Who's the Boss?

Kelsey Grammer sheds his sitcom skin and slithers into his darkest role.

October 17, 2011 at 7:43PM
(A Starz Original Series/The Minnesota Star Tribune)

LOS ANGELES - In the opening five minutes of the new TV drama "Boss," Chicago Mayor Tom Kane, played by Kelsey Grammer, barely utters more than two sentences, but director Gus Van Sant's shaky camera sticks with his face as the news sinks in that he has a terminal brain disease. It's a subtle, yet powerful piece of acting that manages to set up the series' grim tone. It also makes Frasier Crane disappear.

The sequence "is going to wipe the slate clean," according to the show's creator, Farhad Safinia. "You know when you have crew members go up to him and literally shake his hand after certain takes that this is a remarkable piece of work."

Kane is about as different as you can get from a supersensitive, flustered psychiatrist. He's a powerhouse manipulator, so intent on maintaining his political grip that he perceives his drug-addicted daughter as a liability and cuts her out of his life. He's willing to double-cross allies and hold up the State Senate to get his way. He's prone to fiery speeches and intimidation that make Tony Soprano look like a grade-school bully by comparison.

Grammer goes so far as to compare his character to Iago, one of Shakespeare's most despicable villains.

"He's a man of power, accustomed to power," he said. "He'll go kicking and screaming on his way down toward hell."

Grammer, who has won five Emmys, has played evil before, most notably as the scheming Sideshow Bob on "The Simpsons," but this is his most dramatic departure. It's one he insists he couldn't have pulled off in 2004, right after the end of "Frasier."

"I think it would have been too much of a jolt," he said.

Instead Grammer, 56, attempted a couple of sitcoms, neither of which caught on. But what really prompted him to dive into the darkness was a heart attack three years ago and a very messy, very public divorce.

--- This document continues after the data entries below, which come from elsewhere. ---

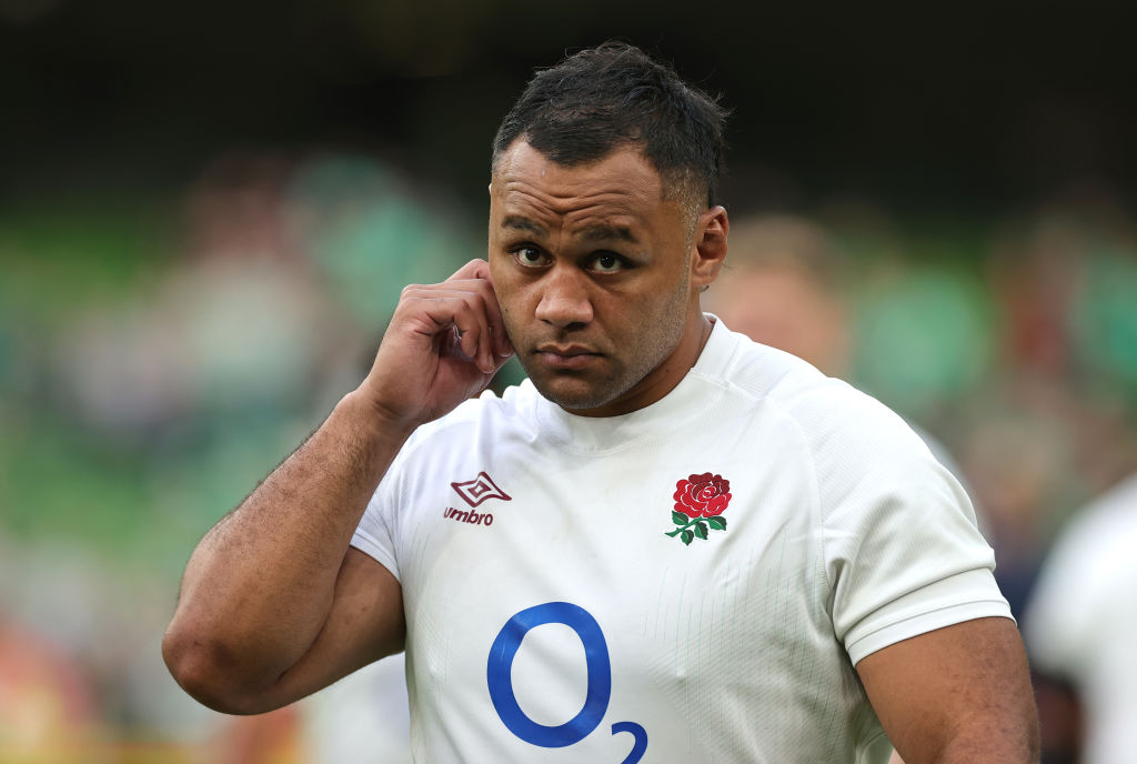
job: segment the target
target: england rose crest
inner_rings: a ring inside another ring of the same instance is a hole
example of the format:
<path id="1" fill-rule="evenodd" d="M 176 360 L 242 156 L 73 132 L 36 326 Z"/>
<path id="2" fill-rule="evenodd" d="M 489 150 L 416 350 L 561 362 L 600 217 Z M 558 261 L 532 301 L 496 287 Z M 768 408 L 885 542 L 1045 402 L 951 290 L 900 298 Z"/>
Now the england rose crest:
<path id="1" fill-rule="evenodd" d="M 689 545 L 695 539 L 706 541 L 711 531 L 727 530 L 727 518 L 722 513 L 730 504 L 730 481 L 722 475 L 709 472 L 689 475 L 687 480 L 675 483 L 672 498 L 675 508 L 671 510 L 671 520 L 675 530 L 665 535 L 679 537 L 684 545 Z"/>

"I spent the next several months sort of looking at my own life and deciding that I didn't want to have those stories be my last stories," said Grammer, who launched his career in regional theater and eventually wound up doing Shakespeare on Broadway. "It was time to make changes that involved my career as well as my personal life.

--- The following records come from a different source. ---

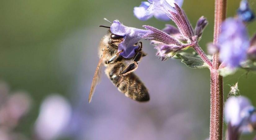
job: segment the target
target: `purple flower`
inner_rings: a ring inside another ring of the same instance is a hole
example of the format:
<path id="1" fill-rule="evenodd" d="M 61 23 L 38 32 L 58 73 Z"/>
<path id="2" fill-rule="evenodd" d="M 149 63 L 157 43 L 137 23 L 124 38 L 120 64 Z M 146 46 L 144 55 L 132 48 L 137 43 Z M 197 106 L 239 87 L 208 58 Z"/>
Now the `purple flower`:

"Doing a drama started to make really good sense, because it took me back to my roots."

Taking a cue from HBO

Grammer isn't the only one taking risks.

The show is airing on Starz, a premium cable channel that has never had a full slate of original programming. That started to change when former HBO chairman Chris Albrecht came on board in 2009. He added loud, epic series such as "Spartacus" and "Torchwood."

The subscriber base has grown 25 percent over the past five years. Still, 19 million subscribers doesn't quite compare to HBO's 28 million, and Albrecht told GQ magazine that he spent more on one HBO miniseries than on Starz's entire annual budget.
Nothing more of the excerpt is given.